Decitabine 50mg Injection D-Nib
Trade Name: D-Nib
Manufacturer: BDR Pharmaceuticals
Presentation: Injection
Strength: 50mg
What is the Decitabine 50 mg Injection purpose?
Myelodysplastic syndrome is treated with Decitabine 50 mg Injection (a group of conditions in which the bone marrow produces blood cells that are misshapen and do not produce enough healthy blood cells). Decitabine belongs to a class of drugs known as hypomethylation agents.
What is the maximum amount of time you can take decitabine?
If someone is very unwell, decitabine may be administered in the hospital. Every 28 days, Decitabine is given again. This is referred to as a “single cycle.” Decitabine treatment is continued until it no longer works or is discontinued due to undesirable adverse effects.
How long does Decitabine 50 mg Injection take to work?
What is the average time it takes for a patient to respond to treatment? The median period for patients to attain any level of remission for either CR or CRH was 2 months in the clinical research (with a range of 0.8 to 4.2 months).

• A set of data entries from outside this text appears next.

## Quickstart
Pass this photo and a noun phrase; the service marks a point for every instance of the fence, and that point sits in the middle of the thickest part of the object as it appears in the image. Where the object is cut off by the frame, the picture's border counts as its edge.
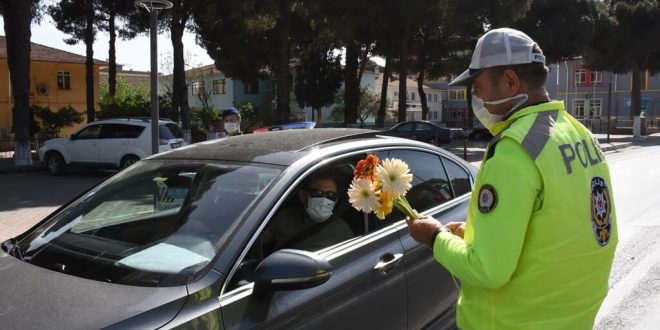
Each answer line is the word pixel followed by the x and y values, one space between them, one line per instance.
pixel 8 157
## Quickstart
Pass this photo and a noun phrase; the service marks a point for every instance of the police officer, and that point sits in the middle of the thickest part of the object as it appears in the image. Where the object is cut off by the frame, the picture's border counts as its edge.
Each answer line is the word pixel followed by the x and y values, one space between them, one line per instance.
pixel 538 243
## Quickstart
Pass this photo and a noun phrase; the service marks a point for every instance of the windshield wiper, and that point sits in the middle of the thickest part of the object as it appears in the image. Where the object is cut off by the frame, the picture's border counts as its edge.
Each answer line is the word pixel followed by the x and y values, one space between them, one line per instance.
pixel 12 247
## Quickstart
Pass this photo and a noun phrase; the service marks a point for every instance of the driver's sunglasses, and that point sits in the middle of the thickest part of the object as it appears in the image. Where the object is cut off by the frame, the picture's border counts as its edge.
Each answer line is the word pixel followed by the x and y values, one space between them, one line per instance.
pixel 320 193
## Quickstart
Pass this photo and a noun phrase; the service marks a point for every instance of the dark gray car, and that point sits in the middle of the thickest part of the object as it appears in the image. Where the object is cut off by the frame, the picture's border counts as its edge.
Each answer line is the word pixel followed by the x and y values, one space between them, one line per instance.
pixel 177 241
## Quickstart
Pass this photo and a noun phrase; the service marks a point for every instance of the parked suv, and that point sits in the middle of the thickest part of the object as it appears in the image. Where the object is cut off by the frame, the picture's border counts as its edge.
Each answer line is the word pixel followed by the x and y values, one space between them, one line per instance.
pixel 113 143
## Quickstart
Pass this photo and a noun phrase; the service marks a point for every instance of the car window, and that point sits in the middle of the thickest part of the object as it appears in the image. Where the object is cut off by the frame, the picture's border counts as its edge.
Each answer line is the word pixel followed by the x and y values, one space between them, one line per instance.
pixel 430 185
pixel 422 127
pixel 459 178
pixel 90 132
pixel 169 131
pixel 154 224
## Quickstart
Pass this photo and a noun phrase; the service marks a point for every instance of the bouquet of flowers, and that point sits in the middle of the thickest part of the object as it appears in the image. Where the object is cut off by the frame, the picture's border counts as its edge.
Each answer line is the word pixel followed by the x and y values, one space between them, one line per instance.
pixel 379 187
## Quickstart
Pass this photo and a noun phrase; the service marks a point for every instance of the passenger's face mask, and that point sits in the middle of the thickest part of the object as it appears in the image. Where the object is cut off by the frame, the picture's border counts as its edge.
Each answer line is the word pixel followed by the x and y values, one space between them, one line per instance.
pixel 488 119
pixel 231 127
pixel 320 209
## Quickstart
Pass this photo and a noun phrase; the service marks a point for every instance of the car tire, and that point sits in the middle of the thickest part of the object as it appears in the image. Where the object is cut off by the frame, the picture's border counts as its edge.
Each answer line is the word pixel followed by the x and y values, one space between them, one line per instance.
pixel 55 163
pixel 127 161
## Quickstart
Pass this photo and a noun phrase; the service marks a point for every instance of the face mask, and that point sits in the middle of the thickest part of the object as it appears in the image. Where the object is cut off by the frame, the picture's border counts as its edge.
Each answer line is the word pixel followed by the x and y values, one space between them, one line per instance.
pixel 320 209
pixel 231 127
pixel 488 119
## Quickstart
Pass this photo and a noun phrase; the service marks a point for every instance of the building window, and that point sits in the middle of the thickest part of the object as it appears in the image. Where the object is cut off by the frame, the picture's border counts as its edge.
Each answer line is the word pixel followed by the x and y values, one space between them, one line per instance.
pixel 457 94
pixel 251 88
pixel 198 87
pixel 580 77
pixel 218 86
pixel 587 78
pixel 578 108
pixel 63 80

What are the Decitabine 50 mg Injection adverse effects?
- Dacogen’s most common adverse effects include headaches,
- dizziness
- tiredness
- lethargy
- fever
- nausea
- vomiting
- and stomach discomfort. For more details Click Here.
What is the efficacy of Decitabine 50 mg Injection?
Decitabine was found to be effective and generally safe in the treatment of MDS and AML in our study. Patients with agranulocytosis and severe anemia had a poor prognosis, which should be closely monitored in clinical practice.
What is the metabolization of Decitabine 50 mg Injection?
Decitabine is also effective against chronic myeloid leukemia. It is rapidly degraded by cytidine deaminase in the liver, which accounts for its short half-life of 8–30 minutes.
What is the mechanism of Decitabine sickle cell disease treatment?
Non-cytotoxic DNMT1 depletion with a metronomic (frequent but intermittent) regimen of the nucleoside analog decitabine directly antagonizes a mechanism of gamma-globin repression in SCD patients at risk of early mortality, resulting in sustained, clinically significant HbF increases.
What causes sickle cell anemia in the first place?
Scientists revealed that the polymerization of hemoglobin, the protein in red blood cells that carries oxygen to cells and organs, is the fundamental cause of SCD. This biochemical mechanism leads red blood cells to distort and take on the disease’s characteristic sickle shape.